Öhm. Entweder in der Federwelt oder aber eben in dem anderen Magazin, dessen Namen ich vergessen habe. Ich lese alle beide nicht, weiß aber, dass meine Freundin zwei Magazine abonniert hat. Wenn mir der Name wieder einfällt, trage ich ihn gerne nach.

Ich habe früher auch nicht geplottet, aber im Laufe der Zeit habe ich das Instinktschreiben verlernt, war dann lange Zeit mit Plot und Konzept aber ebenso unglücklich. Mittlerweile geht es ganz gut. Man muss sich eben erst an Zaumzeug gewöhnen.  ;D
#notdeadyet

Drachenfeder

Ich frag nur weil ich die Federwelt auch im Abo habe =) Und das mir gar nicht aufgefallen ist =)



Gargoyle

Hi Gothanna,

das Ganze bezieht sich mit Sicherheit auf dieses Buch:
http://www.amazon.de/Masterplots-Woraus-Geschichten-gemacht-werden/dp/3861503026

Leider ist es, wie man dort erfährt, vergriffen. Die Heldenreise ist einer von 20 Standardplots, die in Filmen und Romanen immer wiederkehren. Außerdem gibt es da noch den Sucheplot, den Rettungsplot, etc.

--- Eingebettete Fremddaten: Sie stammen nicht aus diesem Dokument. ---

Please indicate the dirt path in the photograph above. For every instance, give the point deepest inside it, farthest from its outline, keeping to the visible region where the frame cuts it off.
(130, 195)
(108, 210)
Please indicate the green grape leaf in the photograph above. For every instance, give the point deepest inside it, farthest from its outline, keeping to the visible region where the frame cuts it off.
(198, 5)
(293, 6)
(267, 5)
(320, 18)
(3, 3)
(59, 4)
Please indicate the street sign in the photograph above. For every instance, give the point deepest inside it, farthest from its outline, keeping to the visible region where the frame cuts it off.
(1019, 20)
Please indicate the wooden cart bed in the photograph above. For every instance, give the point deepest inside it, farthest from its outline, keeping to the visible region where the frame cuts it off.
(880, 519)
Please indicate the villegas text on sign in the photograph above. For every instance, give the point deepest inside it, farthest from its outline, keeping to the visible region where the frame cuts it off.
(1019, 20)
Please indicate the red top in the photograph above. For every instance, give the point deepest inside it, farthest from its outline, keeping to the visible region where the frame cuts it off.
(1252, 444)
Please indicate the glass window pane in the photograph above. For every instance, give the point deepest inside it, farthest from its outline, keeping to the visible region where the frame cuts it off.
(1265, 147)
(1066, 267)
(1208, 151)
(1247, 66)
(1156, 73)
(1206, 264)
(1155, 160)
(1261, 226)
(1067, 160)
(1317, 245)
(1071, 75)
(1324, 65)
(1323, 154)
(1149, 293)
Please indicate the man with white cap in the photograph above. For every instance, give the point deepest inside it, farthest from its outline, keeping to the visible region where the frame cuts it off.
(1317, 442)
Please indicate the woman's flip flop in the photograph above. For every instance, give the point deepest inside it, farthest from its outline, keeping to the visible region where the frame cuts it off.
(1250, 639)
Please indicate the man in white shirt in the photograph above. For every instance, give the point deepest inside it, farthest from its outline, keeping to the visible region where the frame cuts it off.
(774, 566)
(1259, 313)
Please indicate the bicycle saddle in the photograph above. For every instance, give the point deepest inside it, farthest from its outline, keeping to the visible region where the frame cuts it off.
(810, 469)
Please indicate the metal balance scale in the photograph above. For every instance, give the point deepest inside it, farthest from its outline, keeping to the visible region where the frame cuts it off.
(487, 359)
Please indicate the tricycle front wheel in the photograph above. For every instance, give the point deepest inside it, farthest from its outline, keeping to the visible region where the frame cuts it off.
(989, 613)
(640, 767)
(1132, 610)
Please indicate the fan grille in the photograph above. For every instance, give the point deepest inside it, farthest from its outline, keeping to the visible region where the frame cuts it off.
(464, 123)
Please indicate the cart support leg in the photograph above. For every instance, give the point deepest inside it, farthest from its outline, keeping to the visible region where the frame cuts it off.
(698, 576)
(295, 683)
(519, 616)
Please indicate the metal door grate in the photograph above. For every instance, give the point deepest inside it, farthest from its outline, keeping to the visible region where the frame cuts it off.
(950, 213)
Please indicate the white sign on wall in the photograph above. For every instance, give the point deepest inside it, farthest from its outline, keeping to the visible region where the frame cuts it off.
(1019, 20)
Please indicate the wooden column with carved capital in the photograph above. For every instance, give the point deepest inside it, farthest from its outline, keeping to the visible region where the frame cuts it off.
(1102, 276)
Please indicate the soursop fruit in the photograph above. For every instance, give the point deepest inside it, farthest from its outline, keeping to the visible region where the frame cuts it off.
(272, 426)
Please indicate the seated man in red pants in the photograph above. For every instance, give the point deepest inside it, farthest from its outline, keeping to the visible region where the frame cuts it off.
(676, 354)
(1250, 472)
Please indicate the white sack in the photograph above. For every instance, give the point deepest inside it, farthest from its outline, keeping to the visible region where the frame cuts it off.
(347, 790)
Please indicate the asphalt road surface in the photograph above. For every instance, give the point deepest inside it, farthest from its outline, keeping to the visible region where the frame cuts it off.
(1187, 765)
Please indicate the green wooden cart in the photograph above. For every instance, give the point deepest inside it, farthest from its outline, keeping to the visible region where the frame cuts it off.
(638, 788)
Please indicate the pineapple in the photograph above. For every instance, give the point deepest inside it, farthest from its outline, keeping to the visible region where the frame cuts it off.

Zu meinem Glück hat mir meine befreundete Autorin eine Kopie dieses Buches geschickt, denn was dort drin steht ist wirklich sehr hilfreich und gibt einem beim Plotten grundlegende Gerüste und Mechanismen zur Hand.

Mehr kann ich dir dazu jetzt leider auch nicht sagen, als dass es dieses geniale Buch zur Zeit nirgendwo zu kaufen gibt. Eine Chance wären Antiquariate oder ebay.  ???



Aidan

Ich meine, es wäre auch nicht die Federwelt, sondern die TextArt gewesen.

In dem Schreibkurs, den ich irgendwann mal angefangen habe, war es Thema in den Heften zum Drehbuch. Leider befinden sich die Unterlagen gerade in irgendeiner Kiste, sonst könnte ich mal versucehn, eine Zusammenfassung zu schreiben. Sollte ich den Heften schneller begegnen als erwartet, kann ich das noch tun. Ansonsten bitte ich - sollte Bedarf und Interesse bestehen - um einiges an Geduld. Dann könnte ich das nachschieben. (nicht vor Ende des Jahres)
"Wenn du fliegen willst reicht es nicht, die Flügel auszubreiten. Du musst auch die Ketten lösen, die dich am Boden halten!"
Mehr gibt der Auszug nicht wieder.